Insect on a branch

May 26, 2024
Advancing research in biocontrols

Platform10 is an initiative to spur development and adoption of biopesticides and biocontrols through grower education and collaboration with manufacturers.

The program, a byproduct of the Salinas Biological Summit, will see its first field trials this year in California, with international trials planned for 2025. Platform10 is led by summit organizers Western Growers and Wharf42, a New Zealand consultancy that supports development of international agrifood systems.

“We wanted the summit to lead to action on behalf of the industry,” said Dennis Donohue, director of the Western Growers Center for Innovation & Technology, an AgTech startup incubator in Salinas, California. “We decided to launch a branded initiative that focused on education, communication and grower-led innovation. That innovation is anchored by a Global Grower Trial Network that will work on key problems that require new tools, and address regulatory priorities and customer interests.”

Text Box with company names participating in field trials with Platform10

The initial field trials will be managed by the Western Growers Center for Innovation & Technology in Salinas. Unaffiliated third parties will oversee the trials, working with each company that developed the biopesticides being tested.

Initial research is focusing on six crops from 10 growers in California and major pests/diseases that growers of those crops battle: leafy greens (Impatiens Necrotic Spot Virus, western flower thrips, pythium), table grapes (mealybugs, powdery mildew, botrytis), strawberries (lygus bugs, macrophomina, phytophthora), tomatoes (beet curly top virus, spread by beet leafhoppers; and tomato spotted wilt virus, spread by thrips) almonds and citrus (citrus thrips, red scale).
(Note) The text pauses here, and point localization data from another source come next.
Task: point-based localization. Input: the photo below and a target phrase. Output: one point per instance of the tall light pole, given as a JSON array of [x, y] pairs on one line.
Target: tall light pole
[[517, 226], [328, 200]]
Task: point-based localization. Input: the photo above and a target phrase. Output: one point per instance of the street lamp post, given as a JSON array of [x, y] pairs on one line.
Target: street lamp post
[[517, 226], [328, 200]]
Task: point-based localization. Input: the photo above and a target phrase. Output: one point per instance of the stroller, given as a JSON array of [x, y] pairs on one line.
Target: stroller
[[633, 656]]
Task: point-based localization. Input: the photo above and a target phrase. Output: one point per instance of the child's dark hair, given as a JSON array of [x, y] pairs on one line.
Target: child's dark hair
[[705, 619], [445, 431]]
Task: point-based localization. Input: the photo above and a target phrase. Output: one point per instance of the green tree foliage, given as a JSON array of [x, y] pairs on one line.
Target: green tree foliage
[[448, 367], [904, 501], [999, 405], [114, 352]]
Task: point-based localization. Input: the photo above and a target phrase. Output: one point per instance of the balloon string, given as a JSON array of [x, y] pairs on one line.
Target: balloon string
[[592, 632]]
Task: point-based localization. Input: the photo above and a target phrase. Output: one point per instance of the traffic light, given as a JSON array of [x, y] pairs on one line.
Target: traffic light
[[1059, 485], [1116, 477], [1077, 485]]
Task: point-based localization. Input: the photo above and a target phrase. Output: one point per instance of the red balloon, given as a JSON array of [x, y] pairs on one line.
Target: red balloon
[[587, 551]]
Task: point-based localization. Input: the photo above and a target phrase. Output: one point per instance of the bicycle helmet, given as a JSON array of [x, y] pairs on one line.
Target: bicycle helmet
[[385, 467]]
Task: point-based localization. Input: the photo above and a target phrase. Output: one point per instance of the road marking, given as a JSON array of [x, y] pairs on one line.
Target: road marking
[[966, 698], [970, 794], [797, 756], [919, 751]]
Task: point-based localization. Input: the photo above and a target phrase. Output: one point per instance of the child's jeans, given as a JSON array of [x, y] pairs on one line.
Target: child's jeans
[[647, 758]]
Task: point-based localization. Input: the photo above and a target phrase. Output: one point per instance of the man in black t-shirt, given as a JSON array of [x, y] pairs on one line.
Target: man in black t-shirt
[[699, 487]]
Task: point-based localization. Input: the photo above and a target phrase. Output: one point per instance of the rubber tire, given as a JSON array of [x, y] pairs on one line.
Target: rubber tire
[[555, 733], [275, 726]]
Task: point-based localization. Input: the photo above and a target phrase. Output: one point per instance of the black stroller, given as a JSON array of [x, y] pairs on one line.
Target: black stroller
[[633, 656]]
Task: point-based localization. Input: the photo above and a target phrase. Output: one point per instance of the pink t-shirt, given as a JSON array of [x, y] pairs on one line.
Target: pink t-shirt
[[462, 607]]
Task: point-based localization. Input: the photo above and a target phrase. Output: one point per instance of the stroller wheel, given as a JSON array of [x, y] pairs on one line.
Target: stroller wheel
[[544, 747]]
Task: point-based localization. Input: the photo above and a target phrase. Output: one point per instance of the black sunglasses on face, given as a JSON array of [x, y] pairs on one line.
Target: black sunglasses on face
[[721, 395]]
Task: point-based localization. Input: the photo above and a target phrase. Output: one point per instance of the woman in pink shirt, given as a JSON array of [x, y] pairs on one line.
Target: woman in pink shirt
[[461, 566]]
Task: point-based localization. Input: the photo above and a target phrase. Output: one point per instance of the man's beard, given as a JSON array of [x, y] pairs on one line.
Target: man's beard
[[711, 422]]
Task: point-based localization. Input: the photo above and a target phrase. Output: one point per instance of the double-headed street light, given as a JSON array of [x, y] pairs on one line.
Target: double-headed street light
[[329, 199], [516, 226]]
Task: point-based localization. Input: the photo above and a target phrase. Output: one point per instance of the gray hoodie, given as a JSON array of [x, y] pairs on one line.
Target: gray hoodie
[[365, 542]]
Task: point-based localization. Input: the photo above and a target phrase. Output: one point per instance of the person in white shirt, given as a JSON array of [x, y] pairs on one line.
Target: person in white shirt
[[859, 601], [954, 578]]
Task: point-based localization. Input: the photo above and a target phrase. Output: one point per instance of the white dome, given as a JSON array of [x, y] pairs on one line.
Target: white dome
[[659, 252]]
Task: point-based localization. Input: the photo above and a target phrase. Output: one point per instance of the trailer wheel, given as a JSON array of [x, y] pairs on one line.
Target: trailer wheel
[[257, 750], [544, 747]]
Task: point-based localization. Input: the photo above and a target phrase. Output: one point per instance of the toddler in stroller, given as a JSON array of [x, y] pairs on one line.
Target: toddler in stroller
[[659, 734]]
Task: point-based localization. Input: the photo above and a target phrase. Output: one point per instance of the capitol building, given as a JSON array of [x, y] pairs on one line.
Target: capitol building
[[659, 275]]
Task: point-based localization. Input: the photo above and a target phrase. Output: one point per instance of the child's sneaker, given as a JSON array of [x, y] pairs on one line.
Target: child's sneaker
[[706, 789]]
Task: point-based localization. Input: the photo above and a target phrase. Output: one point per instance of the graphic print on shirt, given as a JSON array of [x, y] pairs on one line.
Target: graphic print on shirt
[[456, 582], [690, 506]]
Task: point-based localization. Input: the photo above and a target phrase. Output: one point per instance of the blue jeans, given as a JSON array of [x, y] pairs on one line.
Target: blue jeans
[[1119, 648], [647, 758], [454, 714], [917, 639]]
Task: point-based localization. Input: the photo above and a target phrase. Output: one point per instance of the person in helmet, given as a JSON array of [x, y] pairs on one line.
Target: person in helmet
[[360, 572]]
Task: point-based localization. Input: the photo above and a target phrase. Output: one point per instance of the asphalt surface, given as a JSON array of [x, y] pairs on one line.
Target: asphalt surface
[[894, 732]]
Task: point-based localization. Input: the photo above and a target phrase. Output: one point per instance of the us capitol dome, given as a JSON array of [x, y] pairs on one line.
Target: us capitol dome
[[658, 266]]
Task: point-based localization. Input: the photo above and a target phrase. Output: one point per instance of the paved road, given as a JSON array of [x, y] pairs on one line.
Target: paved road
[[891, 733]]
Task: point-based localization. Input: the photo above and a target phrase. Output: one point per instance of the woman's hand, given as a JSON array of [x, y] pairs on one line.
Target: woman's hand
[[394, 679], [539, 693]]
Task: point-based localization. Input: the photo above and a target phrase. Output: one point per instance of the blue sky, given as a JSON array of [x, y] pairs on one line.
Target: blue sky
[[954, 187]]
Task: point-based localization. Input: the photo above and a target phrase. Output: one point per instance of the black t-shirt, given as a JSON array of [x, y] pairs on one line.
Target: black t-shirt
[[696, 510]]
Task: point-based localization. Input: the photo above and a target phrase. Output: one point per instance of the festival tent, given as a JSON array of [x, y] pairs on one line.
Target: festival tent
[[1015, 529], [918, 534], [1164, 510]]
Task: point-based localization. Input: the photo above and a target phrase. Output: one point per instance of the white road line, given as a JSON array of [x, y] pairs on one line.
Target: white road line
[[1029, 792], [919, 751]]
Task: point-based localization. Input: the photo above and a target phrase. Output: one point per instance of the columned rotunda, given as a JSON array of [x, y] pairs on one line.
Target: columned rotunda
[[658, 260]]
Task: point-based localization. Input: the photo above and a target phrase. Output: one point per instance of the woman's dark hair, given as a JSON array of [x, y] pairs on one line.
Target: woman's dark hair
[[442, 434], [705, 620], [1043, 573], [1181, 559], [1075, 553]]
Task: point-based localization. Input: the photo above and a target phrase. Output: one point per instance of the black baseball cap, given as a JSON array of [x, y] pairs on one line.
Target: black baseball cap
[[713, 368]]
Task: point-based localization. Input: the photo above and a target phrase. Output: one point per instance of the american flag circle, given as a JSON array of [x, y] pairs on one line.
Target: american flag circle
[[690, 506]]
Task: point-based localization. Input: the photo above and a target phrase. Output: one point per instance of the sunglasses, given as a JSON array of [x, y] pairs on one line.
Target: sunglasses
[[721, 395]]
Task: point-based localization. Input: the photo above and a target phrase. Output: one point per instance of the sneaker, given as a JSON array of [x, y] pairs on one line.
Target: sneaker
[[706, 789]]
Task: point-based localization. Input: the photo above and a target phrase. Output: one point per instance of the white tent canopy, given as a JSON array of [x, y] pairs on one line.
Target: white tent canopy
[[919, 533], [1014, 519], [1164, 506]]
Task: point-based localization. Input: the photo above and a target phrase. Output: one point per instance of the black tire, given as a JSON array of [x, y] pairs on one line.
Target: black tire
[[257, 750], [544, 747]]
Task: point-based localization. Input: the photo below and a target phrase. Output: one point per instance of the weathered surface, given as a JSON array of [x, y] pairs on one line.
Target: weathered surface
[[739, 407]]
Less chemistry, more biology

Donohue said the California trials are expected to kick off in the second half of the year. “The goal is to be testing continuously in a ‘live’ commercial setting so products can be evaluated in a real-world situation,” Donohue said.

Companies chosen for the first field trials are AgroSpheres, Bayer, Boost Biomes, Impello Bio, Lallemand, ProFarm Group, Summit Agro and Vestaron.

“We are primarily working with products that have some trial data, registration progress and some funding,” Donohue said. “The goal is acceleration through intentional and strategic focus.” Field trials in other countries are expected in 2023; Donohue said domestic trials should work out any issues before the program expands internationally.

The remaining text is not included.